Post Modern Times, a scrappy south Minneapolis cafe that wiped prices off its menu this winter, says its donation-only gamble is actually paying off. Owner Dylan Alverson says the place is now serving a mix of neighbors grabbing a free hot meal and customers who are happily footing the bill for everyone else, keeping the line long and the griddle humming.

In an interview with The New York Times, Alverson said that roughly 40 to 50 percent of diners walk out without paying a cent, yet he insists that "profits have never been better." At the same time, the Times reported that the cafe brought in about $1.3 million in sales in 2025 while posting a net loss of roughly $18,500.

Locally, the move has triggered a surge of goodwill and money: according to the Star Tribune, donations in February outpaced the restaurant's sales from the entire previous year, and Alverson is now working with an accountant to turn the operation into a nonprofit. The paper also notes that staff agreed to work as volunteers, with their income now coming from pooled tips and community donations.
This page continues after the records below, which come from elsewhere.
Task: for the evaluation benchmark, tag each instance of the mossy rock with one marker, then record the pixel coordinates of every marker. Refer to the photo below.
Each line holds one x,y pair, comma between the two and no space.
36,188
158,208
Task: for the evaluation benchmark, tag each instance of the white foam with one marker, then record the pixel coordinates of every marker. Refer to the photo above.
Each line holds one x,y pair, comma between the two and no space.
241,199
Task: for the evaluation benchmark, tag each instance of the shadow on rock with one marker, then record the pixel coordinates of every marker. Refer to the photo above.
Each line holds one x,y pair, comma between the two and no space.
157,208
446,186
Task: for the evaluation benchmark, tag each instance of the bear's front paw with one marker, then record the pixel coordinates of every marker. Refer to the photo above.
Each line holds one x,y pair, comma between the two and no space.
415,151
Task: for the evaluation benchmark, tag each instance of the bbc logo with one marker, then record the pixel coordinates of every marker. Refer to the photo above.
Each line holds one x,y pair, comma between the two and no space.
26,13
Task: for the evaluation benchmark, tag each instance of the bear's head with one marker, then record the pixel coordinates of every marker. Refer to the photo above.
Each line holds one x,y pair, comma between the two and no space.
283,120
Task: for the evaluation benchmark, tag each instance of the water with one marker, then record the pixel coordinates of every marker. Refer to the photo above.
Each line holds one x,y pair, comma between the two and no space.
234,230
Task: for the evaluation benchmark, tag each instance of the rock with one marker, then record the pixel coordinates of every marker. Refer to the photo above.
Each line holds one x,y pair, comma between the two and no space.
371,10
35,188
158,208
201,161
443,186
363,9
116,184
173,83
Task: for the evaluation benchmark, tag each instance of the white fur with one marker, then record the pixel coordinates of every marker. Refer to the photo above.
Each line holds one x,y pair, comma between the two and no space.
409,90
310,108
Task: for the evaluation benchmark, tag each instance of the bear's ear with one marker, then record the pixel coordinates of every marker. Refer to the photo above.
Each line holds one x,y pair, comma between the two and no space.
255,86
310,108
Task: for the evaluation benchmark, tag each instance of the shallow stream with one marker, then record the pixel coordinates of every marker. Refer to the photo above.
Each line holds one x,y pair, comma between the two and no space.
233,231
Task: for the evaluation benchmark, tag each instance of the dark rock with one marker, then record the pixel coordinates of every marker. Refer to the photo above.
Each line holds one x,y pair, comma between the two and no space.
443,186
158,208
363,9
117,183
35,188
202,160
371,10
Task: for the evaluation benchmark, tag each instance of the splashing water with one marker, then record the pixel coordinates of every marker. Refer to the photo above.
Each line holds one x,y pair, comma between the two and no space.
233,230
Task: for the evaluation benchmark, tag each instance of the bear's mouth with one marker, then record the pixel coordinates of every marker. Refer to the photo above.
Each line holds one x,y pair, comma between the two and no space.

How the donation model works

Instead of handing over a check, customers are met at the counter with a simple question: "Would you like to make a donation?" From there, the cafe leans on a patchwork of overpaying regulars, mailed-in checks and a small online store to keep the doors open. The restaurant's own site features a donate button and merch like $25 T-shirts, and managers say those sales, along with occasional larger gifts, have become key pieces of the revenue puzzle; see the cafe's website for details.

Neighbors and safety concerns

The shift has not landed smoothly with everyone on the block. Some neighbors have praised the cafe as a rare "safe haven" where anyone can sit down and eat, while others have raised alarms about disorder and open drug use just outside the front door. Coverage from Bring Me The News highlights both the flood of donations and the unease voiced by some residents watching the crowds grow.

Taxes and the path to nonprofit

Alverson has framed the transformation as a political statement as much as a business experiment. He announced the change on Instagram on January 26 and wrote that he "refuse to generate taxes under the guise of a functioning for-profit capitalist business." As the Star Tribune reports, he is in the middle of assembling a board and handling the paperwork needed to convert Post Modern Times into a nonprofit, a process that he and his accountant expect will take months.

For now, the cafe's donation experiment is being watched around the country as a test of whether a small restaurant can survive outside traditional pricing. Alverson and his crew say the real focus is simpler: feed the neighborhood and keep the lights on. Whether this model becomes something other restaurants can copy or stays a very Minneapolis solution will come down to the same shaky ingredients that started it all: ongoing donations, volunteer labor, and the burst of goodwill that flooded the diner this spring.